To carry out the construction for $f$, it has to satisfy the following two conditions:
- for $1 \le i < j \le k$ and every standard power domain $V$, there exist a standard power domain $U$ and a holomorphic continuation $\f_{ij}$ of $f_j \circ f_i^{-1}$ on $U$ such that $\f_{ij}(U) \subseteq V$;
- for $0 \le i \le k$, the set of transmonomials generated by $e^{-x} \circ \left(f_i \circ f_{i}^{-1}, \dots, f_k \circ f_{i}^{-1}\right)$ is a scale on standard quadratic domains.
Definition
The tuple $f$ is called admissible if the above two conditions hold.
By Corollary 1 and the Continuation Theorem, the tuple $f$ is admissible whenever each $f_i$ is simple and $\level(f_0) > \cdots > \level(f_k)$ (as is the case for $f_i = \log_i$, for instance). Therefore, we are at least able to extend our construction to the case where each $f_i$ is purely infinite (so that each $e^x \circ f_i$ is a convergent transmonomial) and $\level(f_0) > \cdots > \level(f_k)$.
Our statement of the Continuation Theorem does not appear to allow generalizing the construction to the cases where some of the $f_i$ have the same level. However, our statement is not actually the full statement that can be proved by induction on terms. If one works with the full statement instead, one can prove the
Admissibility Theorem
If each $f_i$ is simple and $f_0 \succ \cdots \succ f_k$, then $f$ is admissible. In particular, if each $f_i \in \U$ and $f_0 \succ \cdots \succ f_k$, then $f$ is admissible.
We denote by $\langle f \rangle$ the additive real vector space generated by $\{f_0, \dots, f_k\}$. Note that the set of monomials generated by $e^x \circ f$ is then $e^x \circ \langle f \rangle$.
Corollary 2
For each $f \in \U^{k+1}$ such that $f_0 \succ \cdots \succ f_k$, we obtain a qaa field $(\K_f,e^x \circ \langle f \rangle, T_f)$. Moreover, if $g = (g_0, \dots, g_l) \in \U^{k+1}$ is such that $g_0 \succ \cdots \succ g_l$ and $\{f_0, \dots, f_k\} \subseteq \{g_0, \dots, g_l\}$, then the qaa field $(\K_g, e^x \circ \langle g \rangle, T_g)$ extends $(\K_f,e^x \circ \langle f \rangle, T_f)$.

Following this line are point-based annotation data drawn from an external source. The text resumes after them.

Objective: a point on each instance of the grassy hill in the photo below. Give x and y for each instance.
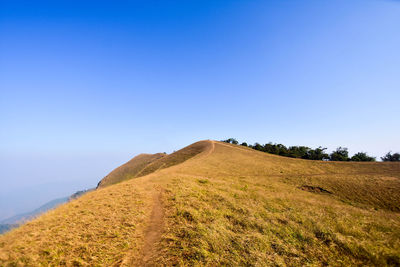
(213, 204)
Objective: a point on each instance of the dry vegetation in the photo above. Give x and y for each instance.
(228, 205)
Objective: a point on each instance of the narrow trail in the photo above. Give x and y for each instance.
(153, 232)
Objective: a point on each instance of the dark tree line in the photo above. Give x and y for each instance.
(303, 152)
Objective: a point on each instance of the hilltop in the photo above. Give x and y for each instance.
(213, 203)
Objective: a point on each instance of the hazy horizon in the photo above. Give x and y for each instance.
(87, 86)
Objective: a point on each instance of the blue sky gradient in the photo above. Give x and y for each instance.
(86, 85)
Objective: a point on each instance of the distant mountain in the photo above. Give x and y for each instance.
(14, 221)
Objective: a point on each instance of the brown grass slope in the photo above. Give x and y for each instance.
(227, 205)
(129, 170)
(144, 164)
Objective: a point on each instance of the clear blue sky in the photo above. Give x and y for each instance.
(86, 85)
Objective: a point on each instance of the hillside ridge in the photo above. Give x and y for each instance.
(221, 204)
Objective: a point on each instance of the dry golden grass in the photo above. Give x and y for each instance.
(131, 169)
(228, 205)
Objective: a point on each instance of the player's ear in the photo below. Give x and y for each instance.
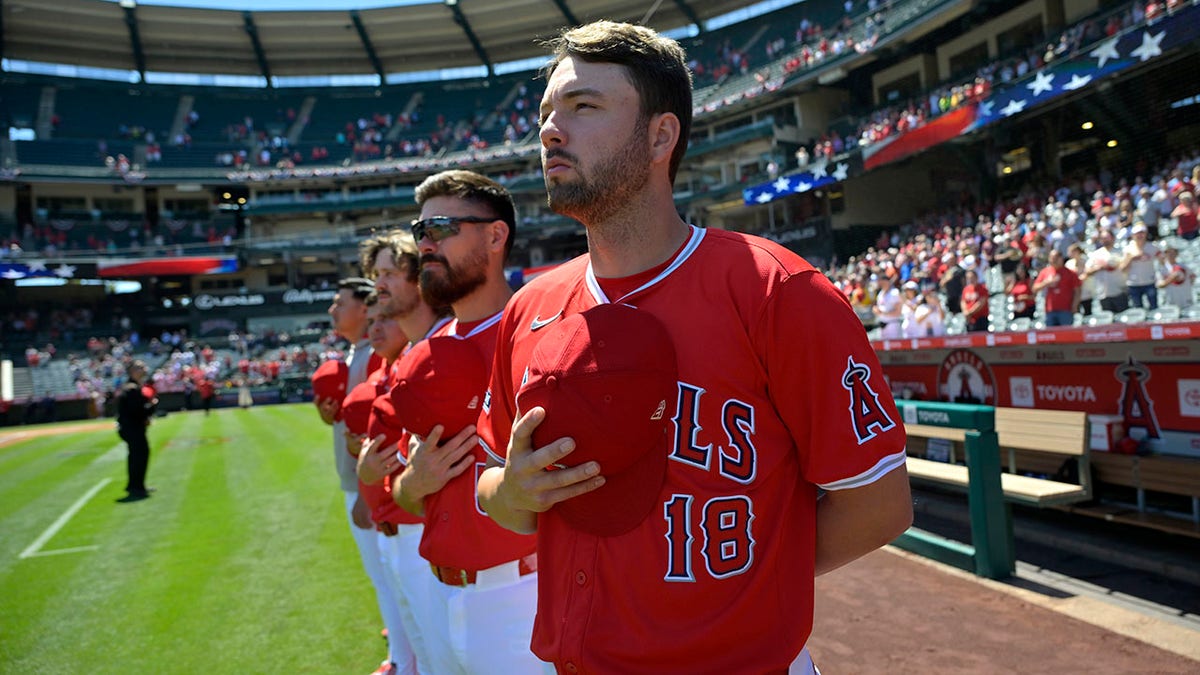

This means that the system of all qaa fields $(\K_f,e^x \circ \langle f \rangle, T_f)$, with $f \in \U^{k+1}$ such that $f_0 \succ \cdots \succ f_k,$ is a directed system. Note that the corresponding direct limit of all monomial space $e^x \circ \langle f \rangle$ is $\la$.
Definition
We let $(\K,\la,T)$ be the direct limit of this system of qaa fields.
This last qaa field has the following additional properties:
Theorem 3
- The field $\K$ is a Hardy field and $T$ preserves differentiation.
- $(\K,\la,T)$ extends both $(\F,L,T)$ and $(\H,\la,T)$.
Remark
The Hardy field $\K$ is not closed under exponentiation. To see this, consider a germ $f \in \K$ with divergent Dulac series $T(f) = \sum a_\alpha e^{-\alpha x}$. (There are such almost regular germs, and all almost regular germs are contained in $\K$.) Then $f \cdot \exp_2 \in \K$ as well, and the transseries $T(f \cdot \exp_2) = T(f) \cdot \exp_2$ is divergent and purely infinite. So $\exp \circ T(f \cdot \exp_2)$ is a transmonomial that is not convergent, hence is not in the image $T(\K)$. It follows that $\exp \circ (f \cdot \exp_2) \notin \K$.
Open questions
- Is the Liouville closure of $\K$ also a qaa field? One possible way to answer this may be by giving a positive answer to the next question.
- Is the image $T(\K)$ a transserial Hardy field in the sense of Van der Hoeven?